Umut Can Halavart / Günboyu
Türkiye''de 21 Aralık 2021 tarihinde uygulanmaya başlanan Kur Korumalı Mevduat (KKM) uygulaması, seçim atmosferine girilmesiyle birlikte gün aşırı değişiklik kararlarıyla karşı karşıya kalmakta.
Türkiye Cumhuriyet Merkez Bankası''nın döviz işlemlerine yönelik kısıtlayıcı hamlelerinin ardından yatırımcılar için yeni bir yol olarak sunduğu KKM, alınan son kararların ardından giderek cazibesini yükseltmiş durumda. Öyle ki ilk olarak 25 Ocak''ta verilen karar ile Döviz Dönüşümlü KKM hesaplarına yönelik bankaların uygulayabileceği üst faiz sınırına son verilirken, 31 Mart''ta alınan kararda doğrudan TL mevduat ile açılan KKM hesapları için de faiz tavanının uygulanmayacağı ilan edildi.

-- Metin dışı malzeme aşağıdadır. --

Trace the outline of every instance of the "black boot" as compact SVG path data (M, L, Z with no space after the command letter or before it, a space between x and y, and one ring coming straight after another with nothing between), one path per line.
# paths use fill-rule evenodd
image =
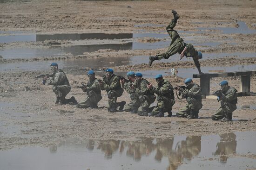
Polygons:
M159 112L158 112L158 113L155 115L154 117L156 118L162 118L162 117L164 117L164 113L163 113L163 109L162 108L160 108Z
M157 56L150 56L149 61L148 62L148 65L151 66L152 65L152 63L155 60L158 60L158 57Z
M125 101L122 101L121 102L118 103L118 106L119 107L119 111L122 110L124 105L126 104Z
M221 120L221 122L229 122L231 121L229 115L228 115L228 114L229 113L225 114L225 117Z
M172 13L173 14L173 18L175 23L177 22L178 19L180 18L180 15L177 13L177 12L174 10L172 10Z

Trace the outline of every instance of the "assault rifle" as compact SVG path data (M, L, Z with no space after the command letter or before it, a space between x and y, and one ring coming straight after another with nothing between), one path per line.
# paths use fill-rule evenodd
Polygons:
M44 74L44 75L39 75L39 76L35 76L34 78L44 78L44 77L47 77L48 78L49 78L50 77L53 77L54 76L54 75L53 74L52 75L49 75L48 74ZM45 81L45 80L43 80L42 83L43 83L43 85L45 84L45 82L46 82Z
M213 93L213 95L217 96L217 100L218 101L218 102L222 100L222 98L224 95L223 93L222 93L222 90L218 90L216 91L215 91L214 93Z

TCMB''nin bu hamleler ile KKM''nin vergi mükelleflerine getirdiği yükü azaltmak ve bankaların elini taşına altına sokmasına sağlamak istediği belirtilirken, yatırımcının da büyük bir ilgisini çeken yeni kararların ardından KKM hesaplarındaki toplam mevduat 1 trilyon 701 milyon liraya ulaşarak tüm zamanların en üst seviyesini görmüş oldu.
TÜRKİYE EKONOMİSİNİ NELER BEKLİYOR?
Türkiye''de ekonomi yönetimine yönelik tartışmalar devam ederken, uluslararası piyasalardaki birçok fon yöneticisinin de gözü kulağı 14 Mayıs''ta yapılacak seçimlere çevrilmiş durumda. Ekonomistler, seçimleri kazanma iddiası bulunan Millet İttifakı ve Cumhur İttifakı arasında ekonomi politikalarında taban tabana farklı bir görüşün hakim olduğuna dikkat çekerken, Türkiye ekonomisine yön verecek gelişmelerin de sandıktan çıkacak karara göre 180 derece değişiklik gösterebileceğini iddia etmekte.

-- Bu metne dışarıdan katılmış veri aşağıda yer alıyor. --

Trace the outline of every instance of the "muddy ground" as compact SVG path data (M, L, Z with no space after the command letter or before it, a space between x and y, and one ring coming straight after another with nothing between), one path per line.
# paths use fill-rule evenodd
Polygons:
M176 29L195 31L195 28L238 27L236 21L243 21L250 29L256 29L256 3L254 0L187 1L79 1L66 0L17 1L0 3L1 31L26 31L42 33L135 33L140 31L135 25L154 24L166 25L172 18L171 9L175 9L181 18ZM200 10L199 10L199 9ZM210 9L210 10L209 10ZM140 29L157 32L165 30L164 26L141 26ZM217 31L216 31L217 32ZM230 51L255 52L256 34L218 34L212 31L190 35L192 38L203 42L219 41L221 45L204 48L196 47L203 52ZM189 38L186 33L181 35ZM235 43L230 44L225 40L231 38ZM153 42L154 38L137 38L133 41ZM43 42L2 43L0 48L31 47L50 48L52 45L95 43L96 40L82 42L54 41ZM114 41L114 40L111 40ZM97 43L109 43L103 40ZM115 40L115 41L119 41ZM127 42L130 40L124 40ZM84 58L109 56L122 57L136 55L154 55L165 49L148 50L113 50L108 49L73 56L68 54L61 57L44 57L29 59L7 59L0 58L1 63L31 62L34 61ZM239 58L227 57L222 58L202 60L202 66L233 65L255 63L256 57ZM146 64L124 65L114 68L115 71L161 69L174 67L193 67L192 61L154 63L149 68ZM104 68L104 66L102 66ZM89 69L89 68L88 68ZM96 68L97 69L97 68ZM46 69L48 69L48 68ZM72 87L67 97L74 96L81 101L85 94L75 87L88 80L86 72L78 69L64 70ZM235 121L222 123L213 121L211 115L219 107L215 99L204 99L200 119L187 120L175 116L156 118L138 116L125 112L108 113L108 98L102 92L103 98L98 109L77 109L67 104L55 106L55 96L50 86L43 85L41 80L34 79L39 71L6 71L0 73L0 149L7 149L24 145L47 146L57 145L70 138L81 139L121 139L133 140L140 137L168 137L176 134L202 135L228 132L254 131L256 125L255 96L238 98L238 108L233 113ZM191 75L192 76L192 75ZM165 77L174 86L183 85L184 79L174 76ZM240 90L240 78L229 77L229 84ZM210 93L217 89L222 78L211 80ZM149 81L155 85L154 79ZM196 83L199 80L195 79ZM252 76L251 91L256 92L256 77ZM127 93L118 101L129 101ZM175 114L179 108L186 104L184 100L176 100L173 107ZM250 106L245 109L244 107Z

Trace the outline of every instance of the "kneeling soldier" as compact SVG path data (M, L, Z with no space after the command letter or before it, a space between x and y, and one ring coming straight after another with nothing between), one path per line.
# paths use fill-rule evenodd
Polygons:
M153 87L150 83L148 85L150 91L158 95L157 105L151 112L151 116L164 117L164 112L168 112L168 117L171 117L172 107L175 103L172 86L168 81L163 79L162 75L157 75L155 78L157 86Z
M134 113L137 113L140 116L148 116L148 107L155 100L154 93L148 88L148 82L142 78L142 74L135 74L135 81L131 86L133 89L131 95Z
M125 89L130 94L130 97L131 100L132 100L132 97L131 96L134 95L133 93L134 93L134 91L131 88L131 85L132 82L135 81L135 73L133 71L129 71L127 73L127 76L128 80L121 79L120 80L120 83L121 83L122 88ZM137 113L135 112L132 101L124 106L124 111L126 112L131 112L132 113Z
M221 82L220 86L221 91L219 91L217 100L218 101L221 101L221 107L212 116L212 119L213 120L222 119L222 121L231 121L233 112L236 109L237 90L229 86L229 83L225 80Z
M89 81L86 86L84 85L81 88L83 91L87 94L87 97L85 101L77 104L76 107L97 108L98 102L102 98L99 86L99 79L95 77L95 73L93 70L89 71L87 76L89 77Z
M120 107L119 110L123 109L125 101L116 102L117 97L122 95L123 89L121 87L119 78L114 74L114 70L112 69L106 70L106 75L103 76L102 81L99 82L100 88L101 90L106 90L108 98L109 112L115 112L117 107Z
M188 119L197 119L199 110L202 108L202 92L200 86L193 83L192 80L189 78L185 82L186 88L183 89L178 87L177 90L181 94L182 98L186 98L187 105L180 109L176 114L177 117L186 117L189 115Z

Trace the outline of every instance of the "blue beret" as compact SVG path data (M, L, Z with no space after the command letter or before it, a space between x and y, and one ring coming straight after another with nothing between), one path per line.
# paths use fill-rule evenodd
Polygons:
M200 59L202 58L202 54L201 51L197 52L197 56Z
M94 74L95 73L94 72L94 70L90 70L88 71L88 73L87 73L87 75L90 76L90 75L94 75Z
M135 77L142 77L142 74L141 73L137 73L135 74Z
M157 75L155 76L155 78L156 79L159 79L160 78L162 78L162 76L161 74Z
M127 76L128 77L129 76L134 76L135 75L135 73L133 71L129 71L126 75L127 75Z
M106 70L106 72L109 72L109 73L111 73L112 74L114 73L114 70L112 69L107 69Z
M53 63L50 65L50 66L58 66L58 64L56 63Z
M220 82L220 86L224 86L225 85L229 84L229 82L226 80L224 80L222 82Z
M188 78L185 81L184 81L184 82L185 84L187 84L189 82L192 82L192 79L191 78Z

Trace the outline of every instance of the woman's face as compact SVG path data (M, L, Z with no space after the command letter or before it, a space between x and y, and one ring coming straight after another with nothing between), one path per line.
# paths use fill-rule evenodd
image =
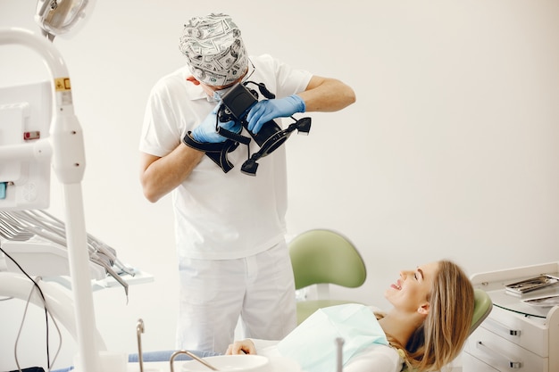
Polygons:
M415 312L427 301L431 285L437 271L438 262L431 262L418 266L414 270L400 272L400 277L385 292L388 302L399 310Z

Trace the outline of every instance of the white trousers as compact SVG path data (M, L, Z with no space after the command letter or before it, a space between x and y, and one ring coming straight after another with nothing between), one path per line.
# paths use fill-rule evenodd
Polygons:
M285 242L237 260L182 259L178 349L225 352L239 316L245 337L280 340L296 326Z

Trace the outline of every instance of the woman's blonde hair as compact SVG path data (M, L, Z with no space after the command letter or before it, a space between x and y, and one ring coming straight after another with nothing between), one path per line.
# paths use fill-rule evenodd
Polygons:
M473 315L473 287L463 269L450 260L438 261L438 270L429 293L430 311L405 347L405 363L419 371L438 371L451 362L470 335Z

ABD merkezli bankalar başta olmak üzere çok sayıda uluslararası finans kuruluşunun sunduğu raporlara göre Türkiye''de seçim sonuçlarına göre muhtemel iki senaryo çizilirken, Cumhur İttifakı''nın kazanması halinde dolar/TL partisinin tarihi yükselişine kaldığı yerden devam etmesi öngörülüyor. Buna karşın ekonomist Alaattin Aktaş, yapılan analizlere kısmen katıldığını belirtmiş olsa da, Türkiye''de dövizin geleceğine yönelik net ifadeler kullanılmasından kaçınılmasını tavsiye etti.

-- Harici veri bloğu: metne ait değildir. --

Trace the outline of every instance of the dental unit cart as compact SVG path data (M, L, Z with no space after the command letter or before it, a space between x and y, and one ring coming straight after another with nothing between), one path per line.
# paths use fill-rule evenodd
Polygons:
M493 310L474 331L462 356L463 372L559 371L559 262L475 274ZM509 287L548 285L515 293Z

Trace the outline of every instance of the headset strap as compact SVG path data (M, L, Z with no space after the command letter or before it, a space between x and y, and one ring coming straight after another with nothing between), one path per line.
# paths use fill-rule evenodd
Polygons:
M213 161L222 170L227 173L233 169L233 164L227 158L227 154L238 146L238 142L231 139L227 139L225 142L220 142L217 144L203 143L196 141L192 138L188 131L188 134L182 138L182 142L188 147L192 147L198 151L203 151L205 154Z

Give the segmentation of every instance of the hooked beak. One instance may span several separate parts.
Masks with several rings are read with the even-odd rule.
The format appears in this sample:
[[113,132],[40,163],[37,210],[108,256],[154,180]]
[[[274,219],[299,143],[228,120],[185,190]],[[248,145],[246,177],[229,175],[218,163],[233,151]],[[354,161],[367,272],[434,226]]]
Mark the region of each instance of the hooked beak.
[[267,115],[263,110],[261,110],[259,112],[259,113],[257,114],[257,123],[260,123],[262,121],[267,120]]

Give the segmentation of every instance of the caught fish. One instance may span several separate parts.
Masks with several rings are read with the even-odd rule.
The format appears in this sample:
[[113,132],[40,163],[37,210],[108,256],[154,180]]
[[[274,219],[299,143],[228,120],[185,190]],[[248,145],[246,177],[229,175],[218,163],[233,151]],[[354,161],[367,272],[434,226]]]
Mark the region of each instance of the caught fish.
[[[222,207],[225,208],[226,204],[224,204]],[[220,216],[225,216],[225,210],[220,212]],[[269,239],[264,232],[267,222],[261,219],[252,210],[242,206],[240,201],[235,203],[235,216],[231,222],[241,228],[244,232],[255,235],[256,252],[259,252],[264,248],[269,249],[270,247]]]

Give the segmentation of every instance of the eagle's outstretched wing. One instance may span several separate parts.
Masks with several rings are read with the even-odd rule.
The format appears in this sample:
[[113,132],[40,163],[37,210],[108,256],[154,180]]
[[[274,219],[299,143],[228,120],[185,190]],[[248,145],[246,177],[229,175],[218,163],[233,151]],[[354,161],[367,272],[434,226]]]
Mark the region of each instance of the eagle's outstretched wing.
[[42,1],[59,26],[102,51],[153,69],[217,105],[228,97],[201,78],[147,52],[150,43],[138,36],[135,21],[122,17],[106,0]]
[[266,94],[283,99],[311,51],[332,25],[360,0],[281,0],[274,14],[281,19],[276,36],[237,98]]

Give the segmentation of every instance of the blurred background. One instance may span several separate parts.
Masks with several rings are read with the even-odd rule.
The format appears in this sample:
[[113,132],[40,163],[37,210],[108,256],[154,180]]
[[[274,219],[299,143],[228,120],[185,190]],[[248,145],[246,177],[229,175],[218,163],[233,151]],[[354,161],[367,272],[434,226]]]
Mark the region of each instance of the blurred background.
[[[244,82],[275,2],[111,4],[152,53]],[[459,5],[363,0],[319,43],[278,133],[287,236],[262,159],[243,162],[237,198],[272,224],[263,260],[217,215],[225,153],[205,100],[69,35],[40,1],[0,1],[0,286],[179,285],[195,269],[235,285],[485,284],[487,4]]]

20 yılı aşkın süredir iktidarda olan AKP hükümetinin de seçimleri kazanması halinde bambaşka bir ekonomik politikaya yönelebilme ihtimaline dikkat çeken Aktaş, buna karşın Millet İttifakı''nın sandıktan zaferle çıkması durumunda Türkiye''de dolar kuru başta olmak üzere ekonomik göstergelerde ne gibi farklılıklar olabileceğine işaret etti.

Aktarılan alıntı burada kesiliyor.